1978 yılında hakkındaki eski defterler açılmış, eski bir Nasyonal Sosyalist Alman İşçi Partisi (Nazi) üyesi olduğu, 1943 ve 1945 yıllarında donanma yargıcı iken verilen dört idam kararının altında imzası olduğu ortaya çıkmıştı.
Filbinger, öldüğü güne kadar kendini aklamaya çalıştı ama başaramadı. Faşist düzenin “hukuk bekçiliğini” yapmak, masum insanları demir parmaklıklar ardına, darağacına göndermek bağışlanabilir bir eylem değildi.

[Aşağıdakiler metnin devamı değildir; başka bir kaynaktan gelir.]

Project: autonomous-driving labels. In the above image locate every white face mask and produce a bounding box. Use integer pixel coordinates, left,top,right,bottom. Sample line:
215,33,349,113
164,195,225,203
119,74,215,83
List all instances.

Lanetliydi, siyaset hayatından çekilmek zorunda kaldı. Çevresi bir anda boşalıverdi. Bir insanlık suçlusu olarak 1 Nisan 2007 günü 94 yaşında yalnızlık içinde öldü.
***
Yargıçlar da insan; onların da tercihleri var doğal olarak. Kimi yaşlı bir değirmencinin, kimi de Hitler gibi zalimlerin yargıcı oluyor. Ama son kararı her zaman toplumun ortak vicdanı veriyor. Prens Hamlet’in ünlü sözleri “Olmak ya da olmamak!”tan esinlenerek söyleyelim, “Ya Berlin’deki yargıçlar gibi sayılmak ya da zalim bir egemenin yargıcı olarak lanetlenmek” Soru herhalde bu!